XMI Builds the Bridge for Object Developers

For those who dream of programmers, developers and all others who work with object technology living in perfect harmony, that day isn't so far off. IBM Corp., Unisys Corp. (www.unisys.com), Oracle Corp. and other leading software vendors and end-users presented the final proposal of the XML Metadata Interchange Format (XMI), an industry standard designed to streamline collaborative application development efforts on the Web.

The proposal was submitted to the Object Management Group (OMG, www.omg.org), an object technology standards body, at the group's annual member meeting in November. XMI is intended to give developers working with object technology and using a diverse set of tools, even ones from different vendors, the ability to exchange programming data over the Internet in a standard method.

"Say you have a team of people who design the system, and they've created the architecture," explains Valerie Olague, manager of IBM application development and object technology marketing communications. "Now you have to send the object to the programmers. If they make changes, which they almost always do, using different software, the only way to maintain your original design is to have a model."

With the widespread support it's receiving, XMI aims to make XML (eXtensible Markup Language), integrated with the OMG's Unified Modeling Language (UML) and Meta Object Facility (MOF), the best option for an open information interchange model.

UML provides system architects working on object analysis and design with one consistent language for specifying, visualizing, constructing and documenting the data in software systems, as well as for business modeling. MOF is a unifying framework for describing, representing and manipulating meta-information in distributed environments.

UML and MOF are mostly invisible to developers because all they need to know is that they can design an object in IBM's VisualAge for Java, tweak it in Rational Software’s Rational Rose, and open it once again in Oracle Database Designer -- all without losing a single key stroke.

Richard Soley, chairman and CEO of the OMG, says XMI is the final piece in the collaborative puzzle that started with 1997 release of UML and MOF. He expects the XMI standard to pass as easily as the others. Soley also says he's been impressed with the widespread support, especially since companies will have to work even harder to develop best-of-breed development tools.
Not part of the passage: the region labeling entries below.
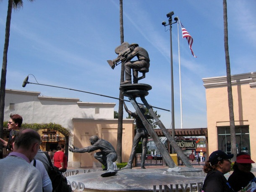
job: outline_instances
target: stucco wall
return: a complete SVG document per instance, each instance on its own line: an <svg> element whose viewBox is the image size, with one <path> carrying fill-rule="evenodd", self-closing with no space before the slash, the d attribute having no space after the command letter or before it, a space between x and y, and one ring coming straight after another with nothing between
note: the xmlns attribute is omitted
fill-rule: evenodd
<svg viewBox="0 0 256 192"><path fill-rule="evenodd" d="M4 121L10 119L9 114L19 114L28 123L55 123L73 132L73 118L112 119L114 103L79 102L78 98L39 96L40 93L6 89ZM15 110L10 110L14 103ZM95 114L95 108L99 108Z"/></svg>
<svg viewBox="0 0 256 192"><path fill-rule="evenodd" d="M256 74L255 72L240 74L237 75L239 77L234 75L235 77L232 78L233 80L232 93L235 125L249 125L251 153L252 159L254 160L256 159L256 140L254 138L256 135L256 88L252 85L254 84ZM219 81L215 83L215 86L213 84L208 86L206 82L206 80L204 85L206 88L209 149L210 154L218 149L217 127L230 126L229 111L227 87L225 83L220 85L222 83Z"/></svg>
As for Microsoft Corp., it's been taking the Java approach to XML: It's a useful development language, but wouldn't make it vendor neutral. This presents an especially tough challenge for Sridhar Iyengar, Unisys fellow and chair of the Object Analysis and Design Task Force for OMG. It's Iyengar's responsibility to Unisys, a company well-known for Windows NT-compatible solutions, that makes it difficult for him and his company to press forward with this technology. But Iyengar is confident that Unisys will find a common ground.

"When I put on my Unisys hat, I have to make sure things are compatible with Microsoft," Iyengar explains. "Our [Unisys] strategy is very clearly to bridge the gap between the mainframe and Unix-using NT. Part of that strategy is to integrate our standards with Microsoft's products."